Dual-Network Conductive Eutectogels with Enhanced Stretchability and Stability for Flexible Sensing.

This study presents a dual-network composite gel synthesized from polyacrylamide (PAM), polysaccharides (sodium alginate/xanthan gum), and deep eutectic solvents (DES), demonstrating enhanced performance for flexible strain sensors. The composite gel incorporated a gallium-indium alloy (EGaIn) as a conductive filler to enable high stretchability, mechanical toughness, and superior electrical properties. The gel fabrication employed a solvent substitution strategy wherein water content was systematically replaced by DES, ensuring nonvolatility and structural stability.
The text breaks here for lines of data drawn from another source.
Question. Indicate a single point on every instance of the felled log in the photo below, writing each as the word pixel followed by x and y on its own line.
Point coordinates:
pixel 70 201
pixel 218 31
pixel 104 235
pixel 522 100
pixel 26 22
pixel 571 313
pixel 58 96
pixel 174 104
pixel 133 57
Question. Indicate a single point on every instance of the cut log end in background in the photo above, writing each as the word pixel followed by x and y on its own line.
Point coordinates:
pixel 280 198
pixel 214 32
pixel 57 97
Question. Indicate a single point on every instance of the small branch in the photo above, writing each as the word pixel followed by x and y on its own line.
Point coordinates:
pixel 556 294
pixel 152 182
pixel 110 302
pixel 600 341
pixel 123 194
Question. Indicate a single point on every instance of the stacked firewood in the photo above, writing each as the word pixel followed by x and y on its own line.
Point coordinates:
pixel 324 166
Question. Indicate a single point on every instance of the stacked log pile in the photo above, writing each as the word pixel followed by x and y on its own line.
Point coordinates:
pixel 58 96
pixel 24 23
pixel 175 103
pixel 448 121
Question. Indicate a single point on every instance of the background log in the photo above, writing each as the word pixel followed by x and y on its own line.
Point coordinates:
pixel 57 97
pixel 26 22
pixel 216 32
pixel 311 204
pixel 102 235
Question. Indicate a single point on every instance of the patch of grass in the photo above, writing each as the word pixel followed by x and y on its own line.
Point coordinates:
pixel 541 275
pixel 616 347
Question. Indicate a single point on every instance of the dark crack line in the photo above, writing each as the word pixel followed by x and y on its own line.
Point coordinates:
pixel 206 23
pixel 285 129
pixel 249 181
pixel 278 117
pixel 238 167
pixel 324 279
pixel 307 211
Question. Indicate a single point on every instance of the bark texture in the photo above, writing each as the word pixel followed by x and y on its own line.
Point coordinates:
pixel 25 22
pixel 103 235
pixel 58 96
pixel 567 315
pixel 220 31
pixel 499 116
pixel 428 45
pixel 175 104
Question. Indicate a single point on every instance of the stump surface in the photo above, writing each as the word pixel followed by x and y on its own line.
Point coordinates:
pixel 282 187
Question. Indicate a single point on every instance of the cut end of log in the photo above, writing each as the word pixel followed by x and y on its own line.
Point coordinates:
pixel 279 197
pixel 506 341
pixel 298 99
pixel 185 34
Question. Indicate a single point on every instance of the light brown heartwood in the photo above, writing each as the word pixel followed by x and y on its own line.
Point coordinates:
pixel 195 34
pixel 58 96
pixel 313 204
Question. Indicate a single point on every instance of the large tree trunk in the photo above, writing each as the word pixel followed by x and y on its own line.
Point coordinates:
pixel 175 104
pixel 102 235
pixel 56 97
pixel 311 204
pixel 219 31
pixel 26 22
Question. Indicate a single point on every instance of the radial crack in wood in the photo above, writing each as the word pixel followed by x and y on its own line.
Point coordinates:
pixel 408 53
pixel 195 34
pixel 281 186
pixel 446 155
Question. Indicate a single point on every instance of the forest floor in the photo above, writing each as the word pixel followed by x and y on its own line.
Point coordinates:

The resulting gel exhibited an impressive elongation at a break of 790%, tensile strength of 25 MPa, and strain sensitivity with a gauge factor () of 3.62 at 150% strain, making it an ideal candidate for wearable strain sensors. The gel also demonstrated excellent resistance to freezing, high environmental stability, and minimal swelling in water. Furthermore, the gel showed rapid response and recovery times with excellent cyclic stability over 500 cycles. The multifunctional properties of the gel were further validated through its application in real-time human motion monitoring, handwriting recognition, and human-computer interactions, highlighting its potential for next-generation wearable sensor technologies. The developed eutectogels represent a promising solution for flexible, high-performance sensors with applications in health monitoring, wearable electronics, fire warning, and interactive systems.